É razoável projetar que só um grande pacto entre quem paga e e quem recebe será capaz de assegurar o prosseguimento da atividade do futebol profissional. Com isso, estou dizendo que as partes terão de concluir, irreversivelmente, que os valores terão de passar por drástico rebaixamento.
Mas como fazer o que é inevitável em contratos assinados com legitimidade? Por mais que as ligas europeias, a Conmebol, a Uefa, a CBF e, no basquete, a NBA tenham lidado até hoje com cifras gigantescas por conta do interesse despertado nos apaixonados torcedores, não será matematicamente viável manter a realidade anterior. Na Alemanha, haverá futebol no dia 16, mas os estádios costumeiramente lotados estarão vazios. Grande parte da receita dos principais clubes europeus vem da venda antecipada de ingressos para os jogos.

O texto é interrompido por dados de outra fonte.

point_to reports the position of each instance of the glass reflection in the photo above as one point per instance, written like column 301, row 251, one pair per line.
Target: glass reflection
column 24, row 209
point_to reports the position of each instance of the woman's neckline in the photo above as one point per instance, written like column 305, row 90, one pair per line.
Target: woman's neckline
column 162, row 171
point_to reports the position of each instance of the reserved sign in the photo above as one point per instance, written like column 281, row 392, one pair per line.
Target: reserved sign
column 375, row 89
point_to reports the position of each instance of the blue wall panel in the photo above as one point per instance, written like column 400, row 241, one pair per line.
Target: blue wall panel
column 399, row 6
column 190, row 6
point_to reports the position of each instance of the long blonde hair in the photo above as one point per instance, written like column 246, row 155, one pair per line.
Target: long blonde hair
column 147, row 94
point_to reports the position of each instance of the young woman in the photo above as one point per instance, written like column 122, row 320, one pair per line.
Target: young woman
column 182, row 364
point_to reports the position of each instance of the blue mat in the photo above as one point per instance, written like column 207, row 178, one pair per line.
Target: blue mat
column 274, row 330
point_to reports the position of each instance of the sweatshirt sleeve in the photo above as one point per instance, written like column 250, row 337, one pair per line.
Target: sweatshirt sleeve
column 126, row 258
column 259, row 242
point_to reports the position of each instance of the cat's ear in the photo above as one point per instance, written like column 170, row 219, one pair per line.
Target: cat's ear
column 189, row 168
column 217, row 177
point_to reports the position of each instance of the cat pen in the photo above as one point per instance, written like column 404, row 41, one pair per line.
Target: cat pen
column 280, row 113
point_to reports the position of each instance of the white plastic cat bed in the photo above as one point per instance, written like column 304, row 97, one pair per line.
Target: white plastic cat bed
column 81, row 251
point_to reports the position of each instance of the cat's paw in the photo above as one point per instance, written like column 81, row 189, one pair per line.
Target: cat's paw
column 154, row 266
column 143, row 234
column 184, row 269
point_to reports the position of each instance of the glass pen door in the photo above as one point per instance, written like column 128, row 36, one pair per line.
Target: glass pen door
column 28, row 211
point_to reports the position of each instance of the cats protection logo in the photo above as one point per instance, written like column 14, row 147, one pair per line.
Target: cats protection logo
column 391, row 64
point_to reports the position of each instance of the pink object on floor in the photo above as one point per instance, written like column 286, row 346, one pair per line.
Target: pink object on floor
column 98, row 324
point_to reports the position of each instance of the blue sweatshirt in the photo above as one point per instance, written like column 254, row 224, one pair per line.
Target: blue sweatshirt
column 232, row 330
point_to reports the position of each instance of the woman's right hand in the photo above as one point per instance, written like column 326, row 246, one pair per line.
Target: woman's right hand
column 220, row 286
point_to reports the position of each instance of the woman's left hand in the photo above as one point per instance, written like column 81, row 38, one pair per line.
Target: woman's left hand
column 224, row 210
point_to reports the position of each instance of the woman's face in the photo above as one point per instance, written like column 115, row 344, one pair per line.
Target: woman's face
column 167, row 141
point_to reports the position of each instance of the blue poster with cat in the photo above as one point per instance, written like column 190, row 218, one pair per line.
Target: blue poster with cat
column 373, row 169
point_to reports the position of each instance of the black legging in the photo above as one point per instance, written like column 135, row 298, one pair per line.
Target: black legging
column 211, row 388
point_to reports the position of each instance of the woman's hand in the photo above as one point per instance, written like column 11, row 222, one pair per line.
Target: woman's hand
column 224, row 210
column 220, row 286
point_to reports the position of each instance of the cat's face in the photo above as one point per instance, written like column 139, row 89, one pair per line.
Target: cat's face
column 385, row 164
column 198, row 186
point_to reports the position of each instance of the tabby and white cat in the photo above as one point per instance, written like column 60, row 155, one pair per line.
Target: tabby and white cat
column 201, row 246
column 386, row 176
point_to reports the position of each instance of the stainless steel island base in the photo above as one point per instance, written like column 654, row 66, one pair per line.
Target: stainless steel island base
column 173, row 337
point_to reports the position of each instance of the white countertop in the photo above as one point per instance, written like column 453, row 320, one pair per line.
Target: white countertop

Na mesma Alemanha, o veto a aglomerações vai até o fim de agosto, sem garantia de que em 1º de setembro já seja possível ter torcida. Outras ligas não menos milionárias, como a espanhola e a inglesa, nem voltam em maio e se esforçam por tornar viável o retorno em junho. As condições, porém, serão as mesmas, nada de gente gritando de braços erguidos ao lado de milhares desconhecidos que, na hora do gol, viram amigos de infância e merecedores de um efusivo abraço.
Não há nada que se possa fazer em relação à segurança sanitária afora cumprir os protocolos recomendados pelos especialistas. Logo, sem receita de bilheteria, cai também a que vem da venda de produtos licenciados. É verdade que, num primeiro momento, terão de volta os jogos para acompanhar pela televisão e pelo rádio. Também é evidente que a distância física dos seus ídolos tira impacto desta paixão. Comemorar um gol no sofá da sala, combinemos, não se compara à comemoração em meio ao êxtase de um estádio rugindo em uníssono pela conquista alcançada. Tudo perde cor e intensidade e não há como ser diferente agora.
Então, leitores e leitoras, o "sei que nada será como antes amanhã" cantado na voz inigualável de Elis Regina traz a todos só a incerteza em letras garrafais. Vale para a economia onde estão inseridos empregos, produtos, exportações, lucros e prejuízos, vale para o futebol, este microcosmo da sociedade cujo valor é altíssimo e cujas consequências de um colapso seriam devastadoras.